La familia de Miguel Uribe Turbay permanece de rodillas en la sala de espera de la Fundación Santa Fe, implorando un milagro. Afuera, Colombia despierta. Los radios crepitan y las redes sociales estallan: el suroccidente del país ha amanecido bajo una ofensiva terrorista sin precedentes.
Cali se ha convertido en un campo de batalla. Tres explosiones sacuden los barrios Meléndez, Manuela Beltrán y Los Mangos. En las vías de acceso a la ciudad aparecen cilindros bomba con propaganda alusiva a las disidencias de las Farc. En Buenaventura, un artefacto explosivo impacta el CAI del sector El Pailón.
A la misma hora detonan carros bomba en Corinto y El Bordo. Se lanzan granadas en Buenos Aires y Timbiquí. En Miranda, Caloto y Villa Rica, estaciones de policía son atacadas con fuego de saturación con armas de infantería ligera. Como golpe final, un dron explosivo es lanzado sobre la cabecera municipal de El Patía: un salto táctico de la insurgencia criminal.
El teatro de operaciones es el triángulo estratégico entre Cali, Buenaventura y el norte del Cauca. Lo que está en juego va más allá del control territorial: se trata de colapsar la última forma institucional que aún resiste la embestida simultánea del crimen organizado, operadores políticos infiltrados y una red de contratistas en las sombras.
Pero la ofensiva no es solo militar. Las disidencias emiten un comunicado adjudicándose los atentados y desplegando una retórica híbrida que combina narrativa revolucionaria con retórica antiimperialista. Denuncian la presencia de “bases extranjeras” y justifican la violencia como respuesta al “paramilitarismo”.

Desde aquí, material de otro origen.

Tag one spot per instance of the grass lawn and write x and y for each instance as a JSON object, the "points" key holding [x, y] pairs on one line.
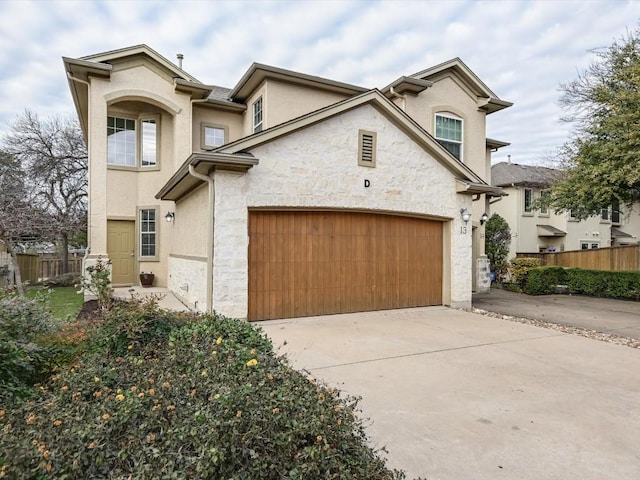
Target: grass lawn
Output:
{"points": [[63, 301]]}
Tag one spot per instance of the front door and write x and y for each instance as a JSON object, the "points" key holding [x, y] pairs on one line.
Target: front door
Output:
{"points": [[121, 251]]}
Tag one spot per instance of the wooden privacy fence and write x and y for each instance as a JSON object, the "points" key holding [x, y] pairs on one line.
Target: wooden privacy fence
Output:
{"points": [[34, 268], [625, 258]]}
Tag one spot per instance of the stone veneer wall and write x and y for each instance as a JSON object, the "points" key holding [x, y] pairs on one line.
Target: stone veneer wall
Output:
{"points": [[188, 280], [317, 168]]}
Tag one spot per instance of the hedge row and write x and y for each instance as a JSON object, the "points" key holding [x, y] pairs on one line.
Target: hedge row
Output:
{"points": [[161, 396], [596, 283]]}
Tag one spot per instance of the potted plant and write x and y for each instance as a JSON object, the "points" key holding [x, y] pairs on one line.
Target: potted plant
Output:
{"points": [[146, 279]]}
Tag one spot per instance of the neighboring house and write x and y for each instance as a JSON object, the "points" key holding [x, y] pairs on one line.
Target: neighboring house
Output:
{"points": [[536, 230], [289, 194]]}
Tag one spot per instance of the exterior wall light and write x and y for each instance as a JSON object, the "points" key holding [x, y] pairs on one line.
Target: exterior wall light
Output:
{"points": [[465, 214]]}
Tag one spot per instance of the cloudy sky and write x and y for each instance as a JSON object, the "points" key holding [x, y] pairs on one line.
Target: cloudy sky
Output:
{"points": [[522, 50]]}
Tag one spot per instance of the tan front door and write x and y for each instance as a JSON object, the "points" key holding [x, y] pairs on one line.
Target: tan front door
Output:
{"points": [[318, 263], [121, 249]]}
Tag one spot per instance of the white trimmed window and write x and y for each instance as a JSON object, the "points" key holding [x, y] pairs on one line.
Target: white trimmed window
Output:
{"points": [[148, 232], [257, 115], [544, 209], [449, 133], [213, 136], [132, 142], [527, 206]]}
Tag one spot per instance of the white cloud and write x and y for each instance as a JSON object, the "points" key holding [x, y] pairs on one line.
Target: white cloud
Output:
{"points": [[521, 49]]}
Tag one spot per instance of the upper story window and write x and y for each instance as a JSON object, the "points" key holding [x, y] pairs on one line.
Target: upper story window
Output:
{"points": [[257, 116], [132, 142], [544, 195], [213, 136], [449, 134], [527, 206], [147, 232]]}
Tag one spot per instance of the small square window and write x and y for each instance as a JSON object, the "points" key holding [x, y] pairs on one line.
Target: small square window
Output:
{"points": [[213, 136]]}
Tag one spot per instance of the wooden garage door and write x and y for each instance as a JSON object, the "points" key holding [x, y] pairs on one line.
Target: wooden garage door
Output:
{"points": [[315, 263]]}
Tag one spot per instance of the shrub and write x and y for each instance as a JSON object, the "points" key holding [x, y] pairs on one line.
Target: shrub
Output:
{"points": [[24, 360], [623, 285], [215, 402], [136, 324], [519, 268], [543, 280], [98, 282], [497, 240]]}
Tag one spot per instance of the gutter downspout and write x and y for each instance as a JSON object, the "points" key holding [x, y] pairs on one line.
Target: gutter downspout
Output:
{"points": [[394, 94], [88, 250], [210, 239]]}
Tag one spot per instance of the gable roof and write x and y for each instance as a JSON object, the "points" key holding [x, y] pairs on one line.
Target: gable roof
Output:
{"points": [[505, 174], [487, 99], [144, 50], [258, 72], [468, 181]]}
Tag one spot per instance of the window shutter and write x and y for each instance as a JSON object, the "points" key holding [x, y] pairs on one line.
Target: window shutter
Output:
{"points": [[367, 149]]}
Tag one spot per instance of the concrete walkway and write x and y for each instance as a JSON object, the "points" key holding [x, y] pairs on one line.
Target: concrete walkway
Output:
{"points": [[454, 395], [617, 317], [166, 299]]}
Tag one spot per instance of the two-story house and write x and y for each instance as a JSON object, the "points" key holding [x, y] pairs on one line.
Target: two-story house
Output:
{"points": [[542, 230], [288, 194]]}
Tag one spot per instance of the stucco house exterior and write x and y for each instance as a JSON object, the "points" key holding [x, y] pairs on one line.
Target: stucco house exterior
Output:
{"points": [[288, 194], [534, 230]]}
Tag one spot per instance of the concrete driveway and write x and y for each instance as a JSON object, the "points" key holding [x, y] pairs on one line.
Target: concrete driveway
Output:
{"points": [[616, 317], [456, 395]]}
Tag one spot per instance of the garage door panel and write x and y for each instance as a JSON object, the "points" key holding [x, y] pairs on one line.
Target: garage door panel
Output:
{"points": [[313, 263]]}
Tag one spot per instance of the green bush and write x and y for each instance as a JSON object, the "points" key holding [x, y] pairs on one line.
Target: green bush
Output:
{"points": [[543, 280], [519, 268], [212, 401], [598, 283], [138, 323], [24, 360]]}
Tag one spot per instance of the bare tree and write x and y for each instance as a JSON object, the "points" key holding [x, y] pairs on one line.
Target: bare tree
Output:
{"points": [[53, 155], [18, 217]]}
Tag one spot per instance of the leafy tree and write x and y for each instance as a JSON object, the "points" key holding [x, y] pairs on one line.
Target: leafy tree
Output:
{"points": [[53, 155], [602, 159], [497, 241]]}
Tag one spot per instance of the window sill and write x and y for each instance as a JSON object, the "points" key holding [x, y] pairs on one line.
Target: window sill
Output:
{"points": [[125, 168]]}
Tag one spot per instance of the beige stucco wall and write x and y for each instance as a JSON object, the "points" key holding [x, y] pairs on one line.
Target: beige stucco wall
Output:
{"points": [[524, 231], [317, 168], [449, 95], [135, 87]]}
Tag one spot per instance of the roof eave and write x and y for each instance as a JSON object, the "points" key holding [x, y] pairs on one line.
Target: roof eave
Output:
{"points": [[407, 85], [494, 144], [474, 188], [257, 73], [196, 90], [182, 182], [491, 105]]}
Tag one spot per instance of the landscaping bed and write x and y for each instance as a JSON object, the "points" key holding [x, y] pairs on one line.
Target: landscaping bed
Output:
{"points": [[143, 393]]}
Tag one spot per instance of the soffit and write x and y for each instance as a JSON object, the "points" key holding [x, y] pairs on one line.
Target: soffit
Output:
{"points": [[550, 231], [258, 73], [182, 182], [455, 68]]}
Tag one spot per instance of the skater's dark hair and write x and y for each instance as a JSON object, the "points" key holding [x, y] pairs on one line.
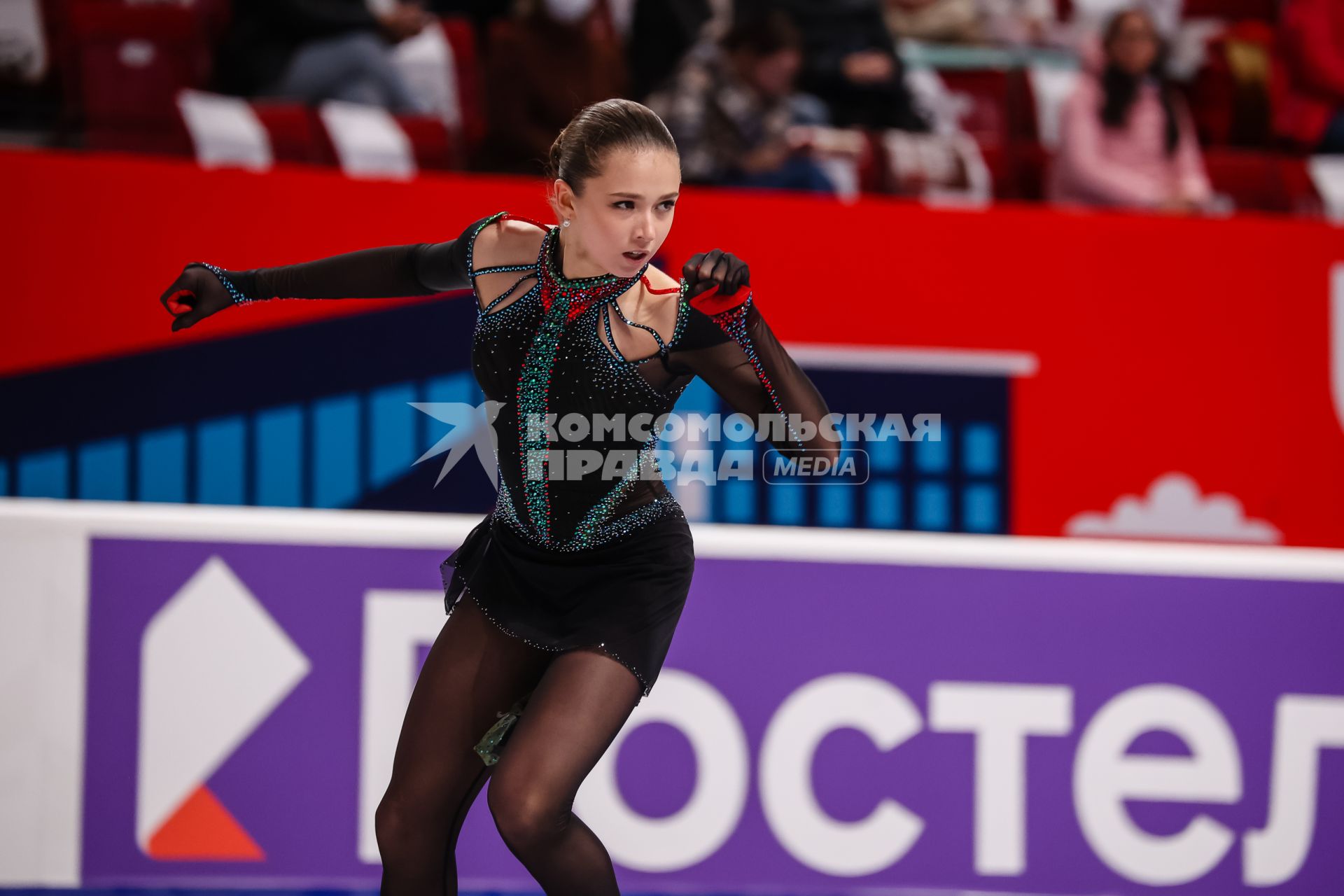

Mientras tanto, las unidades de drones profundizan el terror. Milicianos infiltrados entre la población civil empujan a la comunidad hacia bloqueos. Todo indica que podrían estar preparando secuestros de personal militar. La lógica es clara: transformar el conflicto en una guerra de desgaste político y social, con un componente insurreccional.
El silencio del Gobierno se ha vuelto política pública. El general Federico Mejía, al mando del Comando Específico del Cauca, enfrenta la crisis en soledad. La falta de reacción facilita la consolidación de los grupos armados. Hoy pueden ejecutar ataques coordinados en medio de un intento de magnicidio. El objetivo ya no es la negociación, sino la captura del Estado.
A la par, el Gobierno presiona una consulta popular por encima del orden constitucional, y evade la regla fiscal para emitir deuda pública sin control. Detrás, jugosos contratos: inútiles para el bienestar social, pero eficientes para fortalecer nodos de poder -operadores políticos y clientelas burocráticas funcionales al crimen organizado. Un Estado profundo y paralelo, articulado por redes clientelares de cuello blanco.
Una solución posible: declarar un estado de emergencia. Con urgencia. Para movilizar recursos y atacar las finanzas criminales: oro, contrabando, minería ilegal. Pero, sobre todo, para intervenir la contratación pública en gobernaciones, alcaldías y agencias del Estado. Allí, entre licitaciones opacas, se cocina la verdadera columna vertebral del colapso institucional colombiano.